Not just anyone can call up Paul McCartney, ask him guest on their latest album and get the famous Macca thumbs up.
But when you’re as prodigious a talent as the award-winning Indian British producer Nitin Sawhney the pair’s coming together on recent track ‘My Soul’ doesn’t come as much surprise. McCartney was a highlight of last year’s BBC Electric Proms, rocking The Roundhouse with a set of timeless Beatles classics and newer songs, and while tonight’s show is more rippling than raucous, with a full orchestra providing backing in keeping with the artistic adventure of the Proms, it will no doubt be remembered as one of the very finest.
It’s not even a disappointment that McCartney fails to show up to lend a hand such is the strength of the other artists who help to plump up live Sawhney’s latest album, ‘London Undersound’, a typically rich body of music which has once again cemented his place as one of the most important cross-cultural musician in Britain today. Spanning continents, styles, age and language, the guitar-plucking producer has a knack for pulling together a range of awe-inspiring performers and tonight they shine alongside him.
Not even a bout of tonsillitis can stop a determined Natasha Atlas singing sumptuously over the flamenco-tinged ‘Hope’, before the stunning Tina Grace makes light of sweeping orchestral arrangements to create something akin to Zero 7 on another lead tracks from the new album. Crowd favourite ‘Homelands’ resonates with its spine-tingling Indian vocal percussion but it’s the introduction of Natty who adds a truly new dimension to Sawhney’s mix, his gruff reggae flow unveiling a more urban grit which nicely contrasts the band’s otherwise world spanning sound.
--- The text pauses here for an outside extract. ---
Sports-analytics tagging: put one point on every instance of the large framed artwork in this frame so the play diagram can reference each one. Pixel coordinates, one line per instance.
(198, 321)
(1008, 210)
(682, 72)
If any criticism can be levelled at this particular Prom it’s that Sawhney tries to fit too much into the show with artists flitting between various instruments, on and off stage, meaning the gig sometimes lacks a certain direction, an identity even, but if that’s the gig you’re after you really should be watching Oasis here in two nights time instead.
Despite a conductor expertly guiding the orchestra at the back of the circular venue it’s Sawhney who truly underpins proceedings, holding everything together unassumingly from the side of stage on either the piano or his trusted acoustic guitar. Just like the TV show he conceived, 'Goodness Gracious Me' (further proof of his wealth of his talents), he's happy to set a ball in motion and just let it roll.
The limelight does finally come his way during ‘Prophecy’, Sawhney's ambitious opus which combines nimble fingered guitar work with battling bongo playing in a race to the death, before the Armageddon atmosphere builds to the final song of the night, a cacophony of Middle Eastern doomsday which sees images of bombs drop on screens behind the stage. It’s the nearest this multi-cultured, monstrously creative mob will ever get to a ‘Hey Jude’ and it’s the type of crescendo the Electric Proms was made for. Macca would be proud.